She slid into his car, hoping this wasn’t a mistake. It hadn’t been her first choice of plan, but the others had failed and she was desperate.

He smiled at her, and there was so much charm in that smile that she forgot everything around her. The way he looked at her made her feel as if she was the only woman in the world.

To add to the charm he had the car, a high-performance convertible, low, sleek and expensive. It shrieked, Look at me, in case the other trappings of wealth and power hadn’t already drawn your attention.

Her mother would have warned her not to get in the car with him, but her mother was gone now and Ashley was making the best decisions she could with no one close to offer her advice or caution. She remembered the first time she’d ridden a bike on her own, unsteady, unbalanced, hands sweating on the handlebars, her mother shouting, Keep peddling! She remembered her first swimming lesson where she’d slid under the surface and gulped down so much water she’d thought she was going to empty the pool. She’d been sure she was going to drown but then she felt hands lifting her to the surface and a voice cutting through water clogged ears: Keep kicking!

She was on her own now. There was no one to tug her to the surface if she was drowning. No one to steady the wheels of her bike when she wobbled. Her mother had been the safety net in her life and they’d grown even closer after her father died. But now if she fell she’d hit the ground with nothing and no one to cushion her fall.

He turned onto Mulholland Drive and picked up speed. The engine gave a throaty roar and the wind played with her hair as they sped upward through the Hollywood Hills. She’d never been in a car like this before. Never met a man like him.

They climbed higher and higher, passing luxury mansions, catching glimpses of a lifestyle beyond the reach of even her imagination. Envy slid through her. Did problems go away when you had so much? Did the people living here experience the same anxieties as normal people or did those high walls and security cameras insulate them from life?

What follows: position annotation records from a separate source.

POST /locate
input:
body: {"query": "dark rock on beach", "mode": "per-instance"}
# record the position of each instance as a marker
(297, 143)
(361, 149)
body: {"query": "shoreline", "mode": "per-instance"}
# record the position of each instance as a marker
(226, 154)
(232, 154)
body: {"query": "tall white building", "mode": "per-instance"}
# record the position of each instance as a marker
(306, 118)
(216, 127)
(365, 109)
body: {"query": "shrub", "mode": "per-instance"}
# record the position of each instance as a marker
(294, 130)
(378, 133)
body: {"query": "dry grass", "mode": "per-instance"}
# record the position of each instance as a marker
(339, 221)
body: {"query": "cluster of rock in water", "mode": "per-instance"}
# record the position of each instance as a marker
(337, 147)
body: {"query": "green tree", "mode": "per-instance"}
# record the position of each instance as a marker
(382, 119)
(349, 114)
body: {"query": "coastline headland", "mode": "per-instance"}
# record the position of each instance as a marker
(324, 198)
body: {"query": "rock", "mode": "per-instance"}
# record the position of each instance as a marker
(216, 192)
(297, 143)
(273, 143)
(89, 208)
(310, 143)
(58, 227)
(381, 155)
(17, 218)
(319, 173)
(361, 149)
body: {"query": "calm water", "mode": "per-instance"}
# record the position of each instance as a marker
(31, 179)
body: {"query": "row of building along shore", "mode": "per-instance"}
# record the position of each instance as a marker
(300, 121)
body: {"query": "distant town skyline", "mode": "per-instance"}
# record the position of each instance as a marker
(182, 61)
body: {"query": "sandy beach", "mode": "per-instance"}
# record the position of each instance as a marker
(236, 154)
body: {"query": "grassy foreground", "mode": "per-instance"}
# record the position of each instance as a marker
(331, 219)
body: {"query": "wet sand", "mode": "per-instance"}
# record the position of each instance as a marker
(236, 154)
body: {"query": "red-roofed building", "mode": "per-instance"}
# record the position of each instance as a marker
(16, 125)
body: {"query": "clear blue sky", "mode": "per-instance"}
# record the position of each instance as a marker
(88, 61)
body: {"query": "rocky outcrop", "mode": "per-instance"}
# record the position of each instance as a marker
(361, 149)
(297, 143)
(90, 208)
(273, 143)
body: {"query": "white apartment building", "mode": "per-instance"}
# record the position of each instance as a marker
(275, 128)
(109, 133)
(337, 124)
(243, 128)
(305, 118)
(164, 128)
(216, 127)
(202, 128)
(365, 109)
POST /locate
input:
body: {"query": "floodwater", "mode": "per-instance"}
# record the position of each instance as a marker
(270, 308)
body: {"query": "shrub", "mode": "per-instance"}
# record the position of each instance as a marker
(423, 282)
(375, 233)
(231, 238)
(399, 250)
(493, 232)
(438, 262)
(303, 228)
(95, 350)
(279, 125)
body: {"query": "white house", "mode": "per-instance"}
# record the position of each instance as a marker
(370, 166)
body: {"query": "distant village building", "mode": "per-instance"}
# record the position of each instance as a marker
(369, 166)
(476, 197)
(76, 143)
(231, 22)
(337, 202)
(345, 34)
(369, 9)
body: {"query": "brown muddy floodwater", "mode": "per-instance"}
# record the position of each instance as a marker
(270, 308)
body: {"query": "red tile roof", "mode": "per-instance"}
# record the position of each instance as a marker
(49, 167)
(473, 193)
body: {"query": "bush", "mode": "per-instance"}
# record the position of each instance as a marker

Could you buy happiness?

No, but money could make life easier, which was why she was here.

Spread beneath them were views of downtown, Hollywood and the San Fernando Valley.

Stay focused.

I know the best place to see the sunset.” His warm, deep voice had helped propel him from yet another TV personality to a megastar. “You’re never going to forget it.”

She was sure of it. This moment was significant for so many reasons.

What would happen to that confidence when she told him her news?

Nausea rolled in her stomach and she was relieved she’d been unable to eat breakfast or lunch.

“You’re quiet.” He drove with one hand on the wheel, supremely confident. One hand, his eyes mostly on her. She wanted to tell him to keep his attention on the road.

“I’m a little nervous.”

“Are you intimidated? Don’t be. I’m just a normal, regular guy.”

Yeah, right.

He was driving fast now, enjoying the car, the moment, his life. She knew that was about to change. She’d rehearsed a speech. Practiced a hundred times in front of the mirror.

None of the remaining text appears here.